Then additional things like what is the company doing from a hiring point of view? An investment point of view? Do they have any big strategic pivots they're going through at the moment? We pull all that into a concise but actionable pack that you can give to the BDR team. From the marketing point of view, that's helpful because it means the team can go and bring that personalization into the process rather than just generic outreach sequences.
David, if you had an SDR team and you'd be working with Josh, he would hand this over to you. How would you organize your team and how do you think is the best way to go about this?
The context is critical, especially with so much noise out there—we're all dealing with so many messages and phone calls going to prospects. By calling with intent, calling with true context, emailing with true context and true intent, that's great. Then you can fashion the information into something that is actually valuable to the prospects you're engaging with rather than talk about yourself, which no one cares about. No one cares about you. But they care about what pain you can help solve. This piece that Josh spoke about is where sales development is going.
When I had less gray hair 12 years ago as a BDR, we used to have this. And to really have that context and then go and say, "This is how we can help you, and this is how we've helped other people, and this is why we believe this is important for you as well"—that's the difference between the best and the also-rans.
Amazing. I cannot agree more. And with AI, Claude, and everything we can do what you just mentioned, Dave and Josh, much faster, right? Because in my BDR times, I also had to do everything manually. If I wanted that angle and personalization, I could maybe do 5 accounts per hour. Now you can do way more. Josh, how can you automate the process from the CRM and till the sequence with AI and technology to make our lives easier?
Automation has been around for a long time—it's not necessarily that automation in itself is new. But what has essentially happened more recently with advancements in AI is that it's becoming easier to format and contextualize unstructured data. In my previous role, I used to do account insights reports—like 2 or 3 hours of research in an account, looking through investor relations, strategy docs, and all of that. You spend hours reading through, only to find out the thing that's actually most important was probably the first thing you looked at. What's effectively happening now is that AI is helping compress the time it takes to get that information.
There is a note on that though. As Dave said, there's still noise and hallucinations. You have to have a human in the loop to make sure that what you're using as a key input is valid and makes sense. AI is ultimately helping us take unstructured data and build it into processes where you ultimately need something you can trust and rely on.
The way we're building it at N.Rich: when an account hits the score threshold and becomes a hot account, we have an intent score model—first party intent, not third party. Mostly first party: what ads are they engaging with? Are they visiting your website? Once that threshold is hit, the CRM gets updated with a note on exactly why they've been made a hot account. They get pushed to a priority segment so it's easier to maintain and monitor how accounts are moving into the hot priority segment and how they're being followed up on and engaged.

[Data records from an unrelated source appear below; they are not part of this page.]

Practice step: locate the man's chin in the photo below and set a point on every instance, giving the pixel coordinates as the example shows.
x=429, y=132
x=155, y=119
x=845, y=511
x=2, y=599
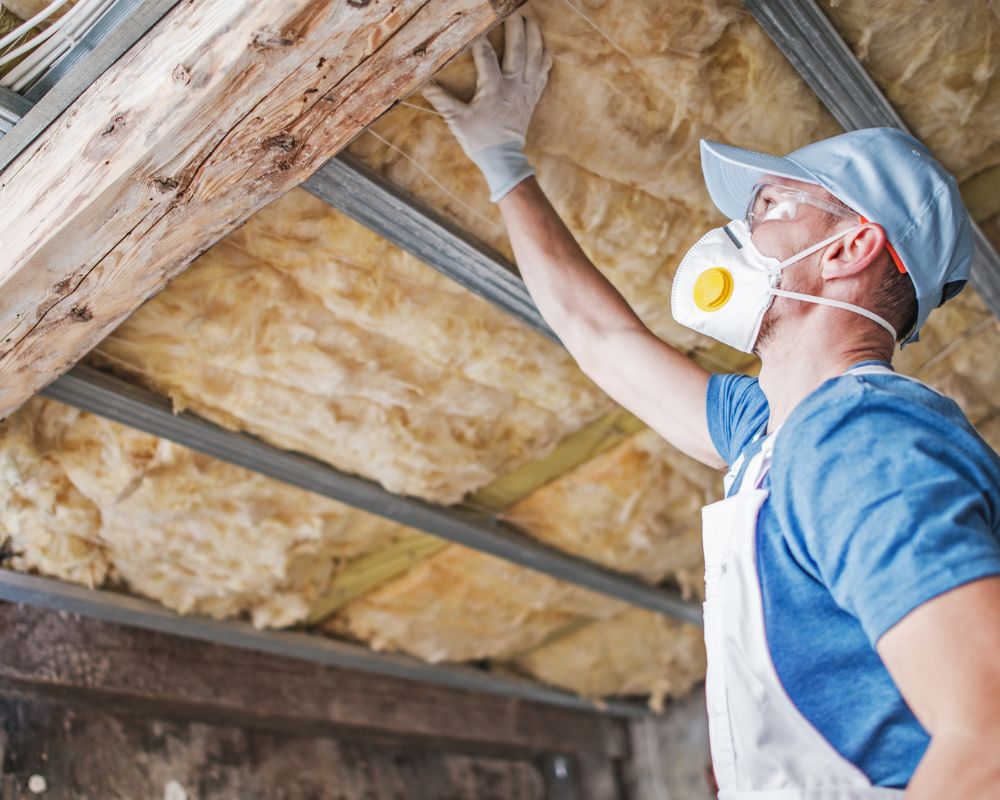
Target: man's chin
x=766, y=332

We also get Slack messages into the right channels and the right people so they can follow up as quickly as possible—because time kills opportunities. The longer it takes to follow up on a signal, the less likely it is to have an impact. Then we're able to enroll that into an outreach flow—not necessarily enroll and send, but enroll it to a place where the BDRs are operating. As marketers, sometimes it's easy to think BDRs or the sales team are going to come to where we are and in the platforms we're in. But the reality is BDRs and salespeople and AEs are all working in CRMs, working where your work is. It's about how can marketing get that context and information to where you are so it's as easy as possible for you to review it and action it.
Dave, I see you nodding a lot. What would you like to add?
Especially about the handover and about where to put the information for our rep, our BDRs, SDRs, reps—for them to actually work on it. We always go into a park and you see the path and you see where people have just walked and cut across. Sometimes I've been in situations where you have a path and you're not allowed to go past it. But then you've got other companies with a growth mindset that are saying, "Actually, it looks like a new path has been created. Why don't we just go to the path of least resistance and make sure there's more people engaged and follow that?"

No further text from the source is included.